Écho de presse

1931 : les femmes peuvent voter en Espagne

le 25/05/2019 par Michèle Pedinielli
le 01/02/2018 par Michèle Pedinielli - modifié le 25/05/2019
Réunion politique féministe à Madrid, Paris-Soir, 1932 - source : RetroNews-BnF

La seconde République espagnole modifie sa constitution afin de donner le droit de vote aux femmes. En France, la question peine toujours à s’imposer.

Le 1er octobre 1931, les Cortès (le Parlement espagnol) font entrer le droit de vote des femmes dans la Constitution. C’est l’un des premiers gestes de la Seconde République espagnole.
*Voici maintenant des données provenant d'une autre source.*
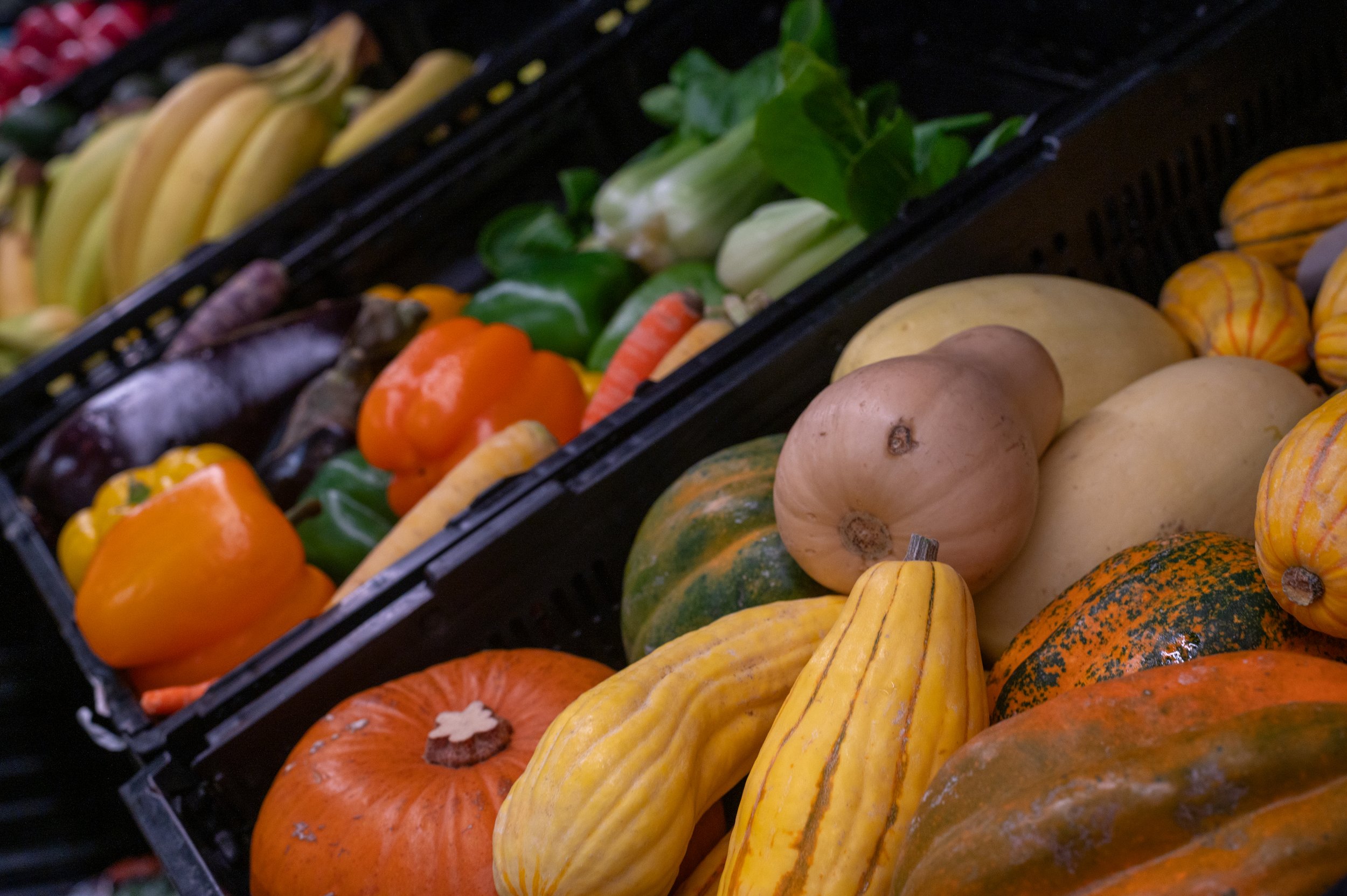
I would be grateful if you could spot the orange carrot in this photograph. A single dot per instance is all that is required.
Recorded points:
(166, 701)
(658, 332)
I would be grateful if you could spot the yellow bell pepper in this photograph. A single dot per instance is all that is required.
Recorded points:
(85, 530)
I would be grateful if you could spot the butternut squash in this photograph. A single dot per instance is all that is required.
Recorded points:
(608, 802)
(945, 442)
(1100, 338)
(1179, 450)
(891, 693)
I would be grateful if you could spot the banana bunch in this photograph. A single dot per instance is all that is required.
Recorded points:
(212, 154)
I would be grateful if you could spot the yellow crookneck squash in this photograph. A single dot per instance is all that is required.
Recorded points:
(608, 803)
(892, 692)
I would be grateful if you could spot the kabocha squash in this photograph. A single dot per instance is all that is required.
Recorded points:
(394, 791)
(1225, 775)
(1165, 601)
(607, 805)
(1279, 208)
(945, 443)
(707, 547)
(1100, 338)
(1179, 450)
(1302, 519)
(1232, 303)
(892, 690)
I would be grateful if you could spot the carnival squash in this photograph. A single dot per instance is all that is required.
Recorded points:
(945, 442)
(707, 547)
(892, 690)
(608, 803)
(394, 791)
(1179, 450)
(1302, 519)
(1226, 775)
(1100, 338)
(1233, 303)
(1160, 603)
(1280, 206)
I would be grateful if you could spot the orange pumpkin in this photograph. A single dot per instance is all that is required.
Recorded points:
(1225, 775)
(1300, 525)
(1238, 305)
(395, 791)
(1165, 601)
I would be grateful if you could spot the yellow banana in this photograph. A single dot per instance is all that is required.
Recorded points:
(185, 195)
(284, 147)
(84, 184)
(430, 77)
(85, 287)
(170, 123)
(18, 289)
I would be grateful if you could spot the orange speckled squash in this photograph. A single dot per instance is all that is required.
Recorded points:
(1232, 303)
(1221, 776)
(1300, 526)
(372, 802)
(1279, 208)
(1162, 603)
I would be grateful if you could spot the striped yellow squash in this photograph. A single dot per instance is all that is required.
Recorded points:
(893, 689)
(1238, 305)
(608, 803)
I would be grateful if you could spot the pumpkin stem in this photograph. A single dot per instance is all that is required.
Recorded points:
(1302, 587)
(866, 536)
(922, 549)
(468, 738)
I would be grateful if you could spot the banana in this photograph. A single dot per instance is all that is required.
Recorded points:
(185, 195)
(430, 77)
(85, 289)
(18, 289)
(85, 182)
(170, 123)
(284, 147)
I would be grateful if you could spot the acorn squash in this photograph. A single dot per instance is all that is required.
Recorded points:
(707, 547)
(1160, 603)
(1225, 775)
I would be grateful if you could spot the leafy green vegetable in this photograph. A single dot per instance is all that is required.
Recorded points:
(809, 22)
(1001, 135)
(519, 235)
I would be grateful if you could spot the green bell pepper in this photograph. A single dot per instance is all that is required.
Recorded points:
(561, 301)
(685, 275)
(348, 514)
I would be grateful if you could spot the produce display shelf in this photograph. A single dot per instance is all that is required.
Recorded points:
(422, 227)
(1121, 192)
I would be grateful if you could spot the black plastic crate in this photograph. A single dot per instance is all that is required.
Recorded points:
(1121, 193)
(422, 227)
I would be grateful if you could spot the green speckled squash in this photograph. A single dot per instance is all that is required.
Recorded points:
(709, 547)
(1165, 601)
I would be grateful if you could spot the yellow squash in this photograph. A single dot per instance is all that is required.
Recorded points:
(891, 693)
(1279, 208)
(1300, 527)
(1238, 305)
(608, 803)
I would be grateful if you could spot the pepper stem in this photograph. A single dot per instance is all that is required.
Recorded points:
(467, 738)
(922, 549)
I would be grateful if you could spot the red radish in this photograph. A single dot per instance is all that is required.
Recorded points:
(658, 332)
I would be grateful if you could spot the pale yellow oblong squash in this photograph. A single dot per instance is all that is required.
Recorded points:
(512, 450)
(892, 692)
(608, 803)
(1181, 450)
(1101, 338)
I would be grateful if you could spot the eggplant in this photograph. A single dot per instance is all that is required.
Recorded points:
(233, 392)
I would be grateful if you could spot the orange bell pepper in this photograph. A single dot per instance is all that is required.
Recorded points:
(193, 579)
(453, 387)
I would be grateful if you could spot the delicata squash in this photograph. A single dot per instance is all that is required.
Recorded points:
(608, 803)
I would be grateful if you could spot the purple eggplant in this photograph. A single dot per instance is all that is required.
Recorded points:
(233, 392)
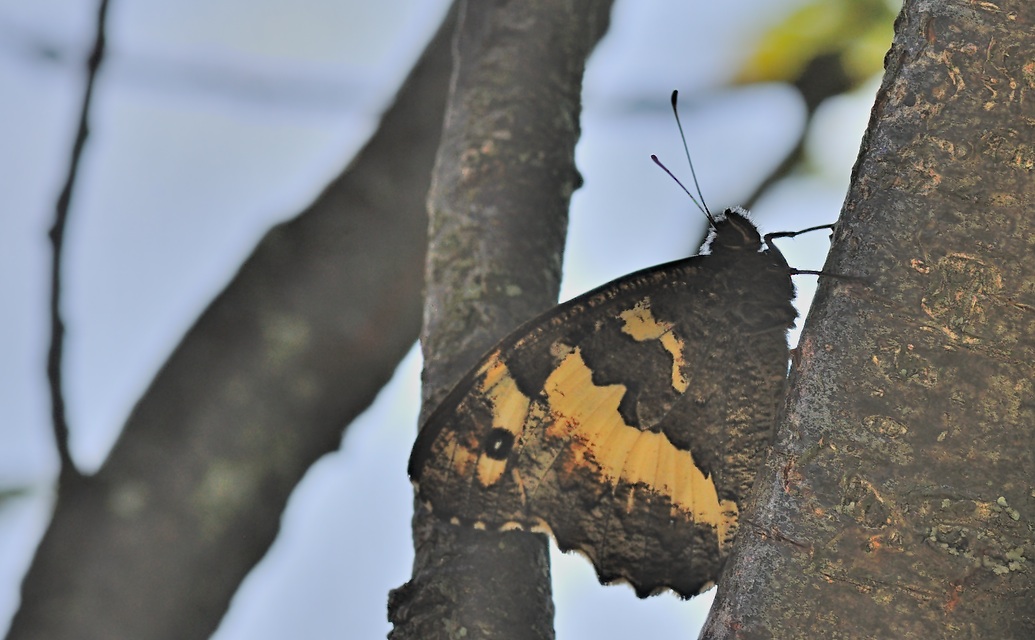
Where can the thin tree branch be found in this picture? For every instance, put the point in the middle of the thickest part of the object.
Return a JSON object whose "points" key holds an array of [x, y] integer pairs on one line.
{"points": [[54, 359]]}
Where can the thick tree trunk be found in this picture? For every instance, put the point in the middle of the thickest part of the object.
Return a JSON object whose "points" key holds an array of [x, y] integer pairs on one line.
{"points": [[499, 203], [898, 500], [155, 545]]}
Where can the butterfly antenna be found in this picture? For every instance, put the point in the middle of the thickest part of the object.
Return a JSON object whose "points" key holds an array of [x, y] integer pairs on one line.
{"points": [[693, 174], [685, 191]]}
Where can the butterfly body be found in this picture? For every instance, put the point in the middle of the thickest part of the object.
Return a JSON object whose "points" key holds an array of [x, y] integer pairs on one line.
{"points": [[629, 422]]}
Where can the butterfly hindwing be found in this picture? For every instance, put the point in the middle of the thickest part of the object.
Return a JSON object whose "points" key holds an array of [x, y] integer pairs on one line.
{"points": [[628, 422]]}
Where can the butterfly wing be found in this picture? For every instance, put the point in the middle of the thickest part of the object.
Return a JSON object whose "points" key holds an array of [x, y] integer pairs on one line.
{"points": [[628, 422]]}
En même temps que cet article 34, est voté l’article 37 qui permet à « tous les Espagnols, sans distinction de sexe » de postuler à des emplois ou charges publiques.
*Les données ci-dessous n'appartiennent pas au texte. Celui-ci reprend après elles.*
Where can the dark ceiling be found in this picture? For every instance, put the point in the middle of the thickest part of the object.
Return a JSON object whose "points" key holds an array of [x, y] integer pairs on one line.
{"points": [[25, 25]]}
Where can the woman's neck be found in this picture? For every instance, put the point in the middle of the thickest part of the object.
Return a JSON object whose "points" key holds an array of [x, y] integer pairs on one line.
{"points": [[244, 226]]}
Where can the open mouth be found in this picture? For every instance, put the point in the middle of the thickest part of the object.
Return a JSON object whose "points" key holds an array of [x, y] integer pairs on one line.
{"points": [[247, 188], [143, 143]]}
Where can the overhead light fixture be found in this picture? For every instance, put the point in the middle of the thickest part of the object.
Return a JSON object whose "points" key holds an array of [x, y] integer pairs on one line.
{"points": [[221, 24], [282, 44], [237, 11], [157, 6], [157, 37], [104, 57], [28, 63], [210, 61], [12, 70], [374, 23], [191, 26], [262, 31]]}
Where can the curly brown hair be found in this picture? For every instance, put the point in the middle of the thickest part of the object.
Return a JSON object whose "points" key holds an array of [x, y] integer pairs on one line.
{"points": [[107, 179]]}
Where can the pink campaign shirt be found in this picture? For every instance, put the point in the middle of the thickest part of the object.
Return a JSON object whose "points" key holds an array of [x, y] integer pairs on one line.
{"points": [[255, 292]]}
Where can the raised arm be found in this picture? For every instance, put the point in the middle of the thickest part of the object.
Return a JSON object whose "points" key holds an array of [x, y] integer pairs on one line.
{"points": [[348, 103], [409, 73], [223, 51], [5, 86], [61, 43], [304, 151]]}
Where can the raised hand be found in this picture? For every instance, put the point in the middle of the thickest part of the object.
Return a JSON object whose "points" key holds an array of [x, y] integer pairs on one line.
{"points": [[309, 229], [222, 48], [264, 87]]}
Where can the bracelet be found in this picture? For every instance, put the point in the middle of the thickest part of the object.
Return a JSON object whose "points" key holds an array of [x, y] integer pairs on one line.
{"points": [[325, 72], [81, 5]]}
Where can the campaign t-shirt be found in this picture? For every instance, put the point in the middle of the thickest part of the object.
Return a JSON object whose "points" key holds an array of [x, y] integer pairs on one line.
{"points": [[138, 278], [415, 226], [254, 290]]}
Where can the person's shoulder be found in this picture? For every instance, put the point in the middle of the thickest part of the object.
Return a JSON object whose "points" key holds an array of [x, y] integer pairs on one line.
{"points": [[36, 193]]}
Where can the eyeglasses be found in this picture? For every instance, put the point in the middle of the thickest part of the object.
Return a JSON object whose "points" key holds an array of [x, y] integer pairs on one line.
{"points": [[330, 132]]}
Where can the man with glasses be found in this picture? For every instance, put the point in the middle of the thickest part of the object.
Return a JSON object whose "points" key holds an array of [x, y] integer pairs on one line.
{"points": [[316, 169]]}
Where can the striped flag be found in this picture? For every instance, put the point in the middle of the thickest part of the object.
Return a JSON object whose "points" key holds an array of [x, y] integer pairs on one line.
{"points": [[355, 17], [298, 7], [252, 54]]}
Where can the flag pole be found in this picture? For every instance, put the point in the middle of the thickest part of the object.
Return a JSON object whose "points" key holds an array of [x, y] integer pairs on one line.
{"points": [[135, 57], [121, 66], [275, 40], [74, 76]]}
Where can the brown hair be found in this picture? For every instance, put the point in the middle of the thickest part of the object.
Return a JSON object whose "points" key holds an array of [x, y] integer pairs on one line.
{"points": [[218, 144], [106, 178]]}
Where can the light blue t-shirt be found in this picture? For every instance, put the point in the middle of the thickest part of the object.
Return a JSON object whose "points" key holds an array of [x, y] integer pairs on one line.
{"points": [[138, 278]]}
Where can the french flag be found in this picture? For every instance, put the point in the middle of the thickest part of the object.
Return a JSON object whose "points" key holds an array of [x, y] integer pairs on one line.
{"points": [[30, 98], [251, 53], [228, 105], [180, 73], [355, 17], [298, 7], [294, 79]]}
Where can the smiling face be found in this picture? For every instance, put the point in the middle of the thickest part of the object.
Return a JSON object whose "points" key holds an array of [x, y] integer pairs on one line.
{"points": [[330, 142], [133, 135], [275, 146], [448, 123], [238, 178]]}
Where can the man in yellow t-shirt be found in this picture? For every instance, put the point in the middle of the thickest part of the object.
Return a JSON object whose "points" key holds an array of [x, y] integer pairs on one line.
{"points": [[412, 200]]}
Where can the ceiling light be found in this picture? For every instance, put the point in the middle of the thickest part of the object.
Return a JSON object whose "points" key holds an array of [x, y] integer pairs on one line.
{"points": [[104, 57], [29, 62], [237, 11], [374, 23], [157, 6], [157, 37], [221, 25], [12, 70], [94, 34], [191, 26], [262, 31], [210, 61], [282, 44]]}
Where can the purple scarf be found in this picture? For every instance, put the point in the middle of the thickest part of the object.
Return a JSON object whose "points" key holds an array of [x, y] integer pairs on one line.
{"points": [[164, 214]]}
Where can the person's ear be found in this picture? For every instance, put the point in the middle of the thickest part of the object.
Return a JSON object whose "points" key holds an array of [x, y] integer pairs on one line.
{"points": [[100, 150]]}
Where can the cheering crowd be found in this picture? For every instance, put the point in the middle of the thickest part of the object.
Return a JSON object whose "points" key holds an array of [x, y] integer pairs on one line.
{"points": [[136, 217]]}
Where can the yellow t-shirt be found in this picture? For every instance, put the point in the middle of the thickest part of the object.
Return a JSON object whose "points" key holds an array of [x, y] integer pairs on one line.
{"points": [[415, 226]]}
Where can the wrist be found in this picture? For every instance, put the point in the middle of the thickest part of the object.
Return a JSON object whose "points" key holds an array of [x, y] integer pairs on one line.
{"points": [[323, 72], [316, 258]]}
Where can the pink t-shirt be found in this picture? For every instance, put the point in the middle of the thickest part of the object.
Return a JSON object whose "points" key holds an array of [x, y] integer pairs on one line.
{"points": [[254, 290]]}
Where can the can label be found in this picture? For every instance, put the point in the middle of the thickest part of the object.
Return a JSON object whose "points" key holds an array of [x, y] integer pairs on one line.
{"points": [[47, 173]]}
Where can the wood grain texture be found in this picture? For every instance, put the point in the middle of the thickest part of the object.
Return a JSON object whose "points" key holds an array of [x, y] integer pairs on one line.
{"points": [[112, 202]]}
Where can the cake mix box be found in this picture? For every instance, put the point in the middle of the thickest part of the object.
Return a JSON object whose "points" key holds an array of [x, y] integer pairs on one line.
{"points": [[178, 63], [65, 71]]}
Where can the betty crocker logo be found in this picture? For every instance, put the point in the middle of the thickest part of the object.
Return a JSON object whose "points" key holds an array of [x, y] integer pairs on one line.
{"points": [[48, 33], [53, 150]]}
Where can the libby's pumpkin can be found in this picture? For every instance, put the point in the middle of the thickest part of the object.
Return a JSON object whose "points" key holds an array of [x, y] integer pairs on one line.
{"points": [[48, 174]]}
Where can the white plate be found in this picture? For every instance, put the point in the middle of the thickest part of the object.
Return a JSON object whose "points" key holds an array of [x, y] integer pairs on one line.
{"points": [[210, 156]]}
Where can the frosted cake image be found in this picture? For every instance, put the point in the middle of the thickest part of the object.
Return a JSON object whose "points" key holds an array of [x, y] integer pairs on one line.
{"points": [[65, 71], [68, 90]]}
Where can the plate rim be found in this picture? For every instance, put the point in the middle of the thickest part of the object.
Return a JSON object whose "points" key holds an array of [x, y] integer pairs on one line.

« La Chambre a approuvé hier par 160 voix contre 121, l’article 34 de  la Constitution, accordant le droit de vote aux femmes ; l’âge électoral reste fixé à 23 ans. […]

Certains milieux politiques considèrent ce vote comme l’acte le plus important qui ait été accompli jusqu’ici par les Cortès républicaines. »

Pour aboutir, ce vote progressiste a étrangement réuni à l’assemblée des partis politiques de gauche et de droite.

« On fait remarquer que cette décision obéit à une politique commune des partis extrêmes, de gauche et de droite – d’un côté, les gauches socialistes et catalanes, de l’autre, les basco-navarrais catholiques et les agrariens : politique différente dans ses tendances, mais poursuivant le même but.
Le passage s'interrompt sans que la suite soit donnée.